SPARTANBURG, S.C. (WSPA) – This month, South Carolina will execute an inmate for the first time in more than a decade.
Richard Moore was sentenced to death in 2001. In 1999, officials said Moore went into a Spartanburg convenience store, looking for money. They said he got into a gun fight and ended up killing the store clerk, James Mahoney.
The 57-year-old was convicted of murder, assault with intent to kill, armed robbery and a firearms violation. He’s been on death row for more than two decades.
Attorney John Reckenbeil, who has experience in death penalty cases, said the delay is to ensure they’re not putting an innocent person to death.
“There has been that sort of delay, because we’ve been, basically, in an evolution of the death penalty,” he said.
“There’s automatic appeals in a death penalty case that challenge every single thing that a trial lawyer does and then it goes all the way to the US Supreme Court,” said Reckenbeil.
Now, with the appeals nearly exhausted, the South Carolina Department of Corrections received an Order of Execution on April 7.

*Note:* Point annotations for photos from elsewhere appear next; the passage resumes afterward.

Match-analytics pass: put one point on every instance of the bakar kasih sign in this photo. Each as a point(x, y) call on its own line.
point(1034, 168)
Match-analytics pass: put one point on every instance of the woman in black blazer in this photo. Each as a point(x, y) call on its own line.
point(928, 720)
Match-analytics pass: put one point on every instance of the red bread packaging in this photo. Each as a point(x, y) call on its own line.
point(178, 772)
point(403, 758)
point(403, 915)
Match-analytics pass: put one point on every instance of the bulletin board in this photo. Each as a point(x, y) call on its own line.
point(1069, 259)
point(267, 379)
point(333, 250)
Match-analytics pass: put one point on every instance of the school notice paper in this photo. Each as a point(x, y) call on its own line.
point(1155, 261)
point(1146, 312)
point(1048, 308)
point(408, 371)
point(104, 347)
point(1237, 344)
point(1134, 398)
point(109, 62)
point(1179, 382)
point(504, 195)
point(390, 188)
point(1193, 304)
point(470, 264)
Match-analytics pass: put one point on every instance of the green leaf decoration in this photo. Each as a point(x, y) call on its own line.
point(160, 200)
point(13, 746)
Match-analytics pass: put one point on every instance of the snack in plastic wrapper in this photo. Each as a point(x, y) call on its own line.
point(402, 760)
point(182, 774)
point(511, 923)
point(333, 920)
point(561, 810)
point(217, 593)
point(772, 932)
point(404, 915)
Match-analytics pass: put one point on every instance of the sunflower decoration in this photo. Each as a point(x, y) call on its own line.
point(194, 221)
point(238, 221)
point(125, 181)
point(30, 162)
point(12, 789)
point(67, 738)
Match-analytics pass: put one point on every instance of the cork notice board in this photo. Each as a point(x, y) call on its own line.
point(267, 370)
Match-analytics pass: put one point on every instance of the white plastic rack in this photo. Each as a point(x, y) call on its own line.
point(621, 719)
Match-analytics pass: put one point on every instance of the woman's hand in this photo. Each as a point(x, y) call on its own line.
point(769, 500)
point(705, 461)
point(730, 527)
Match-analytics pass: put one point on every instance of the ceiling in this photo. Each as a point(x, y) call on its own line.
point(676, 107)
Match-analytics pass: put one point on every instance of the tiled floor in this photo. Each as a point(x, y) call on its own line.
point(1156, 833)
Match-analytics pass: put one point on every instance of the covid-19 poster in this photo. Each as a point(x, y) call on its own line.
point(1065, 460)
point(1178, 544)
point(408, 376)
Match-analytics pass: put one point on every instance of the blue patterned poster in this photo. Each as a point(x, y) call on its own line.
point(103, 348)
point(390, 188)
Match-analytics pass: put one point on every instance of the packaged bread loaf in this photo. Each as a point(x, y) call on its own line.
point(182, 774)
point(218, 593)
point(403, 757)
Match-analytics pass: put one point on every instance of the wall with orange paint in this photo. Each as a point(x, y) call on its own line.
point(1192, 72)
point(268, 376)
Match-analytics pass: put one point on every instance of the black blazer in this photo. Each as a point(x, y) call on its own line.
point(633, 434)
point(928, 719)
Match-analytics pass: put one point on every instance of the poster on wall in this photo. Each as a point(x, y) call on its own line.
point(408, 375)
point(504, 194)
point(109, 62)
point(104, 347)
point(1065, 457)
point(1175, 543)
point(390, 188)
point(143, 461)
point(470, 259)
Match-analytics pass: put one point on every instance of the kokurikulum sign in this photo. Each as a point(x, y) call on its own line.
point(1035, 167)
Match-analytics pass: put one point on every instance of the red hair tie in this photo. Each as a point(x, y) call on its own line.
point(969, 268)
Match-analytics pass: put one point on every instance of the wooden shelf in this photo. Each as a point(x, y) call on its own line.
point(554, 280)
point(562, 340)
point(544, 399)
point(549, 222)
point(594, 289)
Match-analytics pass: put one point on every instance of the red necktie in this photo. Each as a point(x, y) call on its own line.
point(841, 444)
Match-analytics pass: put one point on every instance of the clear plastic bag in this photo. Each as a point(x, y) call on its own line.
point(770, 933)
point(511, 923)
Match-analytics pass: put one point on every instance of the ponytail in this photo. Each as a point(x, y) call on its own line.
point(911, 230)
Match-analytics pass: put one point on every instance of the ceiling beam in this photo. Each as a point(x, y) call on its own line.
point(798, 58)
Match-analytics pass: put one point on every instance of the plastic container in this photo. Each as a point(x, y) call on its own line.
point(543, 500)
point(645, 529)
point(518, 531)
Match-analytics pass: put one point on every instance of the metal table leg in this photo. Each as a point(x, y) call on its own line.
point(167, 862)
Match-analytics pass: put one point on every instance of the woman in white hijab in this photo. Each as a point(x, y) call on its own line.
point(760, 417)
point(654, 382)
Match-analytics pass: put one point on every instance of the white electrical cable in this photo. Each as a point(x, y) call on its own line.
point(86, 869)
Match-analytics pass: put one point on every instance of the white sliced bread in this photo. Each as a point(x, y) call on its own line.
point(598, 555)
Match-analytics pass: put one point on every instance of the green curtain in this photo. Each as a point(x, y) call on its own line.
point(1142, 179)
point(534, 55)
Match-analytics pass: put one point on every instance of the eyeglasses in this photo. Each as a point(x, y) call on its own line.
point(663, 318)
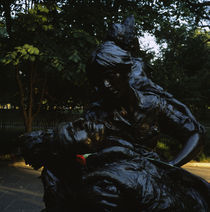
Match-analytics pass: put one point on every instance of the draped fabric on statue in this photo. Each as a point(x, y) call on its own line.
point(104, 160)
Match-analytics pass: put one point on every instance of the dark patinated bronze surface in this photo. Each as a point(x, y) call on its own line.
point(104, 160)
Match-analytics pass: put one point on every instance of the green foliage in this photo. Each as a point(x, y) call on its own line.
point(21, 53)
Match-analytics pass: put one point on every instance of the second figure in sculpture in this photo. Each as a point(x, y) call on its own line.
point(104, 160)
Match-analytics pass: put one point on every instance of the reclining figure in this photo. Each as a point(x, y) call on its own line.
point(104, 160)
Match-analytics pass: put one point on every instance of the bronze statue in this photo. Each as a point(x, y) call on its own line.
point(104, 160)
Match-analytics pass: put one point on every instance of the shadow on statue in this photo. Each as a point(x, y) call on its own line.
point(104, 161)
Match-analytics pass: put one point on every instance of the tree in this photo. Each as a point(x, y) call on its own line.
point(49, 41)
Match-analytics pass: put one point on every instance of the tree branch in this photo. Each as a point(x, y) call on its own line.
point(22, 95)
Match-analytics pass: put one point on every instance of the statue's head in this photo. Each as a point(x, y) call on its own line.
point(123, 34)
point(111, 63)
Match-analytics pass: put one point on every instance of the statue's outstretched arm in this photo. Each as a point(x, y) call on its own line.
point(178, 122)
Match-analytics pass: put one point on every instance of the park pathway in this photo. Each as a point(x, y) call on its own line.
point(21, 189)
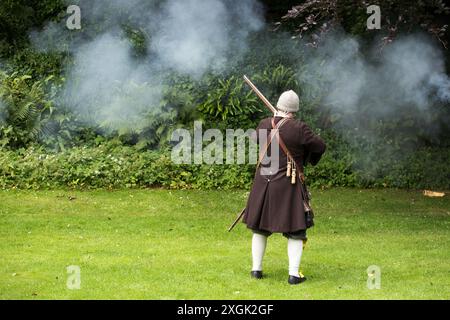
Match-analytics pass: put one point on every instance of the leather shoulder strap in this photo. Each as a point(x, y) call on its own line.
point(287, 152)
point(272, 135)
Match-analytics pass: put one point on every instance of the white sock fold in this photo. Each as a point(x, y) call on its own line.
point(295, 249)
point(258, 248)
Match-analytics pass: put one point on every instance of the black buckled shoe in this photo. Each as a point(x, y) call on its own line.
point(256, 274)
point(296, 280)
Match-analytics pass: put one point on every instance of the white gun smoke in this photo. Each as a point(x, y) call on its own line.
point(405, 82)
point(190, 37)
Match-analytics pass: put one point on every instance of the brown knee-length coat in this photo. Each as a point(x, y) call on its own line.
point(274, 204)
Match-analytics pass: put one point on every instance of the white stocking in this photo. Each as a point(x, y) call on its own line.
point(295, 249)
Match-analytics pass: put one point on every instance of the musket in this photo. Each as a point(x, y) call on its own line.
point(260, 95)
point(273, 110)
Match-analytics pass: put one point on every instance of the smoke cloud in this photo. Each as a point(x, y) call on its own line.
point(107, 85)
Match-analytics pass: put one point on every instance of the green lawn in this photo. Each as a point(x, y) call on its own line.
point(159, 244)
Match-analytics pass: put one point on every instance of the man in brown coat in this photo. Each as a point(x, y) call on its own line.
point(275, 204)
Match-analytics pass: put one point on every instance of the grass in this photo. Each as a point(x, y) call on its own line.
point(159, 244)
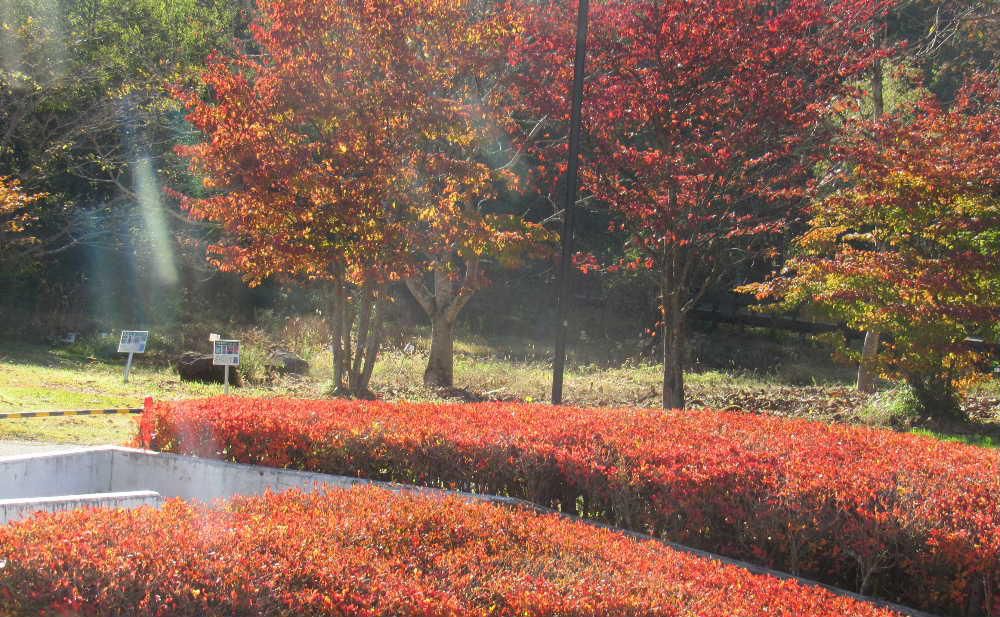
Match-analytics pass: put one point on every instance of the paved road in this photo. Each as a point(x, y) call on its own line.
point(9, 448)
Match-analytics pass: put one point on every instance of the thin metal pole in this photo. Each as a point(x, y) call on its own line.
point(569, 204)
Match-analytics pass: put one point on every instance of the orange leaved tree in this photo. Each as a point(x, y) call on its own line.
point(345, 146)
point(699, 121)
point(15, 219)
point(910, 244)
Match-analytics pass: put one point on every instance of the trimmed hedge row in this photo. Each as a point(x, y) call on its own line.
point(369, 552)
point(908, 518)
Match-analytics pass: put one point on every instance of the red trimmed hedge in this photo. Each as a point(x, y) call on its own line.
point(372, 553)
point(911, 519)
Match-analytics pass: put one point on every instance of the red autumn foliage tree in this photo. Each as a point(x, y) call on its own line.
point(345, 149)
point(909, 245)
point(698, 116)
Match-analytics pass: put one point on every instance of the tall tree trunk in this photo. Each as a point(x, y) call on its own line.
point(440, 371)
point(353, 364)
point(869, 351)
point(673, 342)
point(442, 306)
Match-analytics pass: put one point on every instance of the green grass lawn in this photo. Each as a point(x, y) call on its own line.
point(36, 378)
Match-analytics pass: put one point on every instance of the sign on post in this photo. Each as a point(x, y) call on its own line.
point(226, 354)
point(132, 342)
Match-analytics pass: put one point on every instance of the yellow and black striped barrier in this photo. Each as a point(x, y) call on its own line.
point(15, 415)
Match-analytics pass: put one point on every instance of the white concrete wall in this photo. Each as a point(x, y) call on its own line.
point(16, 509)
point(55, 473)
point(188, 477)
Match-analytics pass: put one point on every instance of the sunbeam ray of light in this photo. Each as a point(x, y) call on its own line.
point(147, 190)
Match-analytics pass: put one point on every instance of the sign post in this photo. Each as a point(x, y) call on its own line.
point(226, 354)
point(132, 342)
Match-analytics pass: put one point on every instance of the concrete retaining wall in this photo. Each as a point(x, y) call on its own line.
point(16, 509)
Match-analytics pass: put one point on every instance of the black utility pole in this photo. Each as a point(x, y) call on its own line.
point(569, 204)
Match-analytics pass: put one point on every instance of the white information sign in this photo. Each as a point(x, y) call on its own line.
point(226, 353)
point(133, 341)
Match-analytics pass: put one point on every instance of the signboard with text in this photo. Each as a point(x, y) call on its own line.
point(226, 353)
point(133, 341)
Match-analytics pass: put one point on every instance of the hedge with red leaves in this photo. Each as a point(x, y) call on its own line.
point(911, 519)
point(369, 552)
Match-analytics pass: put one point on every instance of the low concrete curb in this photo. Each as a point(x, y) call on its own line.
point(105, 474)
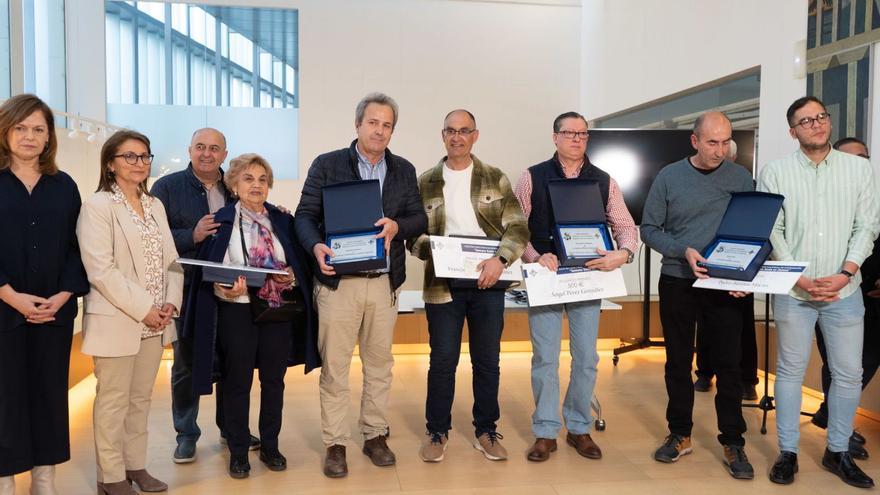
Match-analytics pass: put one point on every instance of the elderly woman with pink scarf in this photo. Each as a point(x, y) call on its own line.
point(228, 342)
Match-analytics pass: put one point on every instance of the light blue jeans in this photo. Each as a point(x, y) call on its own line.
point(545, 326)
point(842, 325)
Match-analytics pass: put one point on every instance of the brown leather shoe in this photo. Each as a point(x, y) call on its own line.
point(117, 488)
point(584, 445)
point(334, 462)
point(540, 451)
point(377, 450)
point(145, 482)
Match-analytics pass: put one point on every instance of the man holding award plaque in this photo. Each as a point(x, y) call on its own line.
point(682, 213)
point(463, 196)
point(829, 219)
point(359, 308)
point(569, 164)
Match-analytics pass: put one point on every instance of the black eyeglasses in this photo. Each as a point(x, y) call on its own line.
point(573, 134)
point(132, 158)
point(807, 122)
point(463, 132)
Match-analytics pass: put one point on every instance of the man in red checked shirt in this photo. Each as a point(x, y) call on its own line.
point(569, 162)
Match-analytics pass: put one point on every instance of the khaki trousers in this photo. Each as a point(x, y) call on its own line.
point(360, 311)
point(122, 406)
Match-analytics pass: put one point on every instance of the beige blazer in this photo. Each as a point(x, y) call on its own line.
point(113, 255)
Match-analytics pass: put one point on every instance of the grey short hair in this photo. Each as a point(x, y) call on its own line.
point(378, 98)
point(243, 162)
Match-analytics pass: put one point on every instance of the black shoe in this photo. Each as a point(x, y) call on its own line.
point(737, 462)
point(820, 417)
point(185, 452)
point(273, 460)
point(857, 438)
point(239, 467)
point(843, 465)
point(703, 384)
point(784, 468)
point(857, 450)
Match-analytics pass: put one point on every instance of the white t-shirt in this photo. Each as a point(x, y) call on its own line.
point(460, 216)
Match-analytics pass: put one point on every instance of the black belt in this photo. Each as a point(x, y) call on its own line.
point(366, 274)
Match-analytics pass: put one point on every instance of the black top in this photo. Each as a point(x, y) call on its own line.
point(401, 202)
point(541, 220)
point(39, 253)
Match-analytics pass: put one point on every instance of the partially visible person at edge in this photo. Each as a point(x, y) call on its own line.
point(830, 220)
point(871, 298)
point(41, 275)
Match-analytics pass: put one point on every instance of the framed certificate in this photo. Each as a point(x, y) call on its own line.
point(733, 254)
point(349, 248)
point(456, 258)
point(583, 241)
point(578, 243)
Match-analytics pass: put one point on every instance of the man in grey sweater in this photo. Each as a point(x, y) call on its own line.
point(682, 212)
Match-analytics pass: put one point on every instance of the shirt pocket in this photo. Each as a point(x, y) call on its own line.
point(434, 210)
point(490, 201)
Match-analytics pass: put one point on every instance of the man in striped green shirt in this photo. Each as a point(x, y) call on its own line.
point(829, 219)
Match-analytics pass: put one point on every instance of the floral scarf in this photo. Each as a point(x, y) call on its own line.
point(262, 254)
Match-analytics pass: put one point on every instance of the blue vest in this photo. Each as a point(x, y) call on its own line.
point(541, 221)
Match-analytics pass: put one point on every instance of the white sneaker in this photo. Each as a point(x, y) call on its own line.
point(43, 480)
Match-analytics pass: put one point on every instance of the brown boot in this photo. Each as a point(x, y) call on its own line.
point(145, 482)
point(334, 463)
point(541, 449)
point(585, 445)
point(117, 488)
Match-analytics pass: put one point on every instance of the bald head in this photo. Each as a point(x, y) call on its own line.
point(711, 139)
point(710, 119)
point(207, 151)
point(209, 131)
point(461, 111)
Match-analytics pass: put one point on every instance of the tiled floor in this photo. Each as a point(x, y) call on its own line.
point(633, 400)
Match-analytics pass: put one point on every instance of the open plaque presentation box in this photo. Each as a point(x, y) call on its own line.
point(742, 242)
point(228, 274)
point(579, 214)
point(351, 210)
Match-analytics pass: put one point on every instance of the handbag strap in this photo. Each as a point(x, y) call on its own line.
point(241, 238)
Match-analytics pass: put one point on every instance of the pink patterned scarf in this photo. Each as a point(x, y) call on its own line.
point(262, 254)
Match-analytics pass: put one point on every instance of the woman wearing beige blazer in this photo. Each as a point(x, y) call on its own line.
point(136, 289)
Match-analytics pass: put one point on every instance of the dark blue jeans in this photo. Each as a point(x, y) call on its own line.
point(484, 310)
point(184, 403)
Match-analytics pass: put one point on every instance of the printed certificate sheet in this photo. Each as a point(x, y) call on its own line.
point(458, 257)
point(775, 277)
point(570, 284)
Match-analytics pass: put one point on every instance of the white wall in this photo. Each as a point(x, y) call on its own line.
point(516, 65)
point(636, 51)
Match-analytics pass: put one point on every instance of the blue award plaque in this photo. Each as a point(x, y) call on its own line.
point(742, 242)
point(351, 210)
point(579, 213)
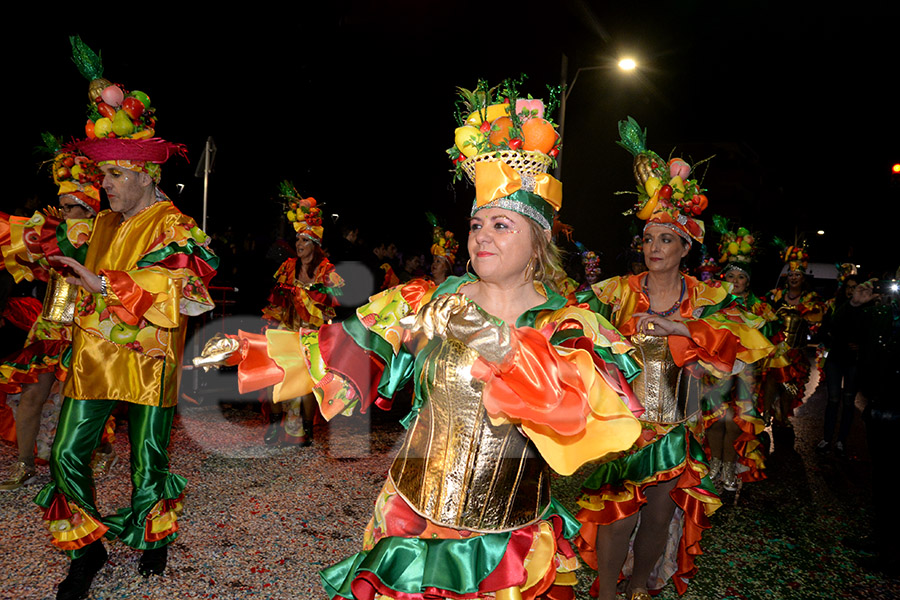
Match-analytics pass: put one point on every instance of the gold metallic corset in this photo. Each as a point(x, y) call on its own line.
point(794, 329)
point(59, 300)
point(668, 395)
point(457, 469)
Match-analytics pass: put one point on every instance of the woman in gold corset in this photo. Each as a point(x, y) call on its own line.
point(510, 379)
point(643, 513)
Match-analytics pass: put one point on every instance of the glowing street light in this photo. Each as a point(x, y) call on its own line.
point(627, 64)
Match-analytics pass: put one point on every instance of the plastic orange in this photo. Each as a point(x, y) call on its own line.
point(501, 134)
point(539, 135)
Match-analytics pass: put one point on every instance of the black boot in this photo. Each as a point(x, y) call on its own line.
point(153, 562)
point(78, 582)
point(306, 440)
point(272, 436)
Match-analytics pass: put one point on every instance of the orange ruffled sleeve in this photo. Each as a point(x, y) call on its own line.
point(559, 400)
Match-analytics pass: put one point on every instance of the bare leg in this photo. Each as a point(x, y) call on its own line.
point(612, 548)
point(28, 417)
point(715, 436)
point(652, 535)
point(732, 431)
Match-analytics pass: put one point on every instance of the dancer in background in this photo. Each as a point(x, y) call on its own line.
point(730, 406)
point(643, 514)
point(799, 314)
point(306, 293)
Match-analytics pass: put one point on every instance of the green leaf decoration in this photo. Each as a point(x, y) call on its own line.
point(286, 189)
point(52, 145)
point(721, 224)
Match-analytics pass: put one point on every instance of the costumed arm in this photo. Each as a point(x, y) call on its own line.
point(722, 334)
point(574, 405)
point(362, 361)
point(170, 278)
point(27, 245)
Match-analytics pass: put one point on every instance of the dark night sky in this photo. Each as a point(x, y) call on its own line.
point(354, 104)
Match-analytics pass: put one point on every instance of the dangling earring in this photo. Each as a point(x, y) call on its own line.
point(529, 270)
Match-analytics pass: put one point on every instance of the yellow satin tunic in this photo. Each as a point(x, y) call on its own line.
point(104, 366)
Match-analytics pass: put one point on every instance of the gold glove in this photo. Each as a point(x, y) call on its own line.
point(216, 352)
point(455, 317)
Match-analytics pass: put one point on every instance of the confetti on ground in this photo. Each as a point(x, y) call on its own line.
point(259, 523)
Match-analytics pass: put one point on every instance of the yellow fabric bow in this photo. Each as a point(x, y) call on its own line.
point(496, 179)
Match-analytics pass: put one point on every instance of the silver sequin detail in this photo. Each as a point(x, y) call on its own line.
point(515, 206)
point(671, 226)
point(528, 183)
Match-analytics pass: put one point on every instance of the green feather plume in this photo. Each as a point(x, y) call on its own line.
point(88, 62)
point(633, 138)
point(721, 224)
point(52, 145)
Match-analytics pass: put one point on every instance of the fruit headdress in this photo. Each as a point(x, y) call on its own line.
point(737, 248)
point(75, 176)
point(590, 261)
point(505, 145)
point(795, 257)
point(121, 125)
point(302, 212)
point(665, 194)
point(443, 243)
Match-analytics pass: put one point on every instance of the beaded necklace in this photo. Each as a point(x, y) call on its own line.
point(675, 306)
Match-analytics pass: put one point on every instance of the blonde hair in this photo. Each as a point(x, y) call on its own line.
point(547, 258)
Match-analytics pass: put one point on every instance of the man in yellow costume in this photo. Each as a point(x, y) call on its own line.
point(146, 271)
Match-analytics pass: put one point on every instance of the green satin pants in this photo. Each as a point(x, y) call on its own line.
point(78, 433)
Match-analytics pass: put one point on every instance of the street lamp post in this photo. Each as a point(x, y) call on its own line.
point(626, 64)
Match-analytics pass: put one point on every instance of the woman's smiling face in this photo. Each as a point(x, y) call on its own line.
point(500, 245)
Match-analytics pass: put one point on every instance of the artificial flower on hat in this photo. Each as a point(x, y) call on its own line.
point(737, 247)
point(75, 176)
point(121, 124)
point(505, 144)
point(665, 194)
point(303, 213)
point(845, 270)
point(708, 268)
point(443, 242)
point(796, 257)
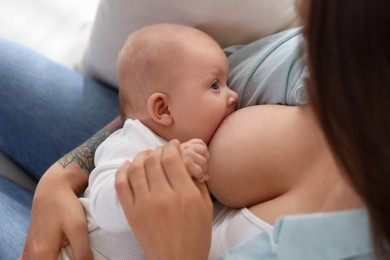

Moore will choose between the electric chair or a firing squad, just created by the State Legislature.
Meanwhile, some civil rights groups continue their efforts to change the law and end the death penalty.
“It’s easy for us to really detach ourselves from executions, and from the death penalty, but I think an important thing is to really realize these are people,” said Meredith Matthew with human rights group South Carolinians for Alternatives to the Death Penalty.
“The question has always been whether or not this person deserves to die, but I think we really need to address the face whether South Carolina has the right, or has deserved the right, and earned the right to take someone’s life,” she said.
Reckenbeil said these last couple of weeks will be filled with emergency appeals.
“That’s where these lawyers are 24/7 trying to look at any sort of technicality,” he said.
If the appeals fail, Moore’s last chance to avoid the death penalty is clemency from the governor.
“They have direct communication right to the death chambers,” said Reckenbeil.
Moore is set to be executed on April 29. He will be asked to choose his method on April 15.
Moore is asking the South Carolina Supreme Court to halt his execution. Lawyers said the court should decide if it amounts to cruel and unusual punishment.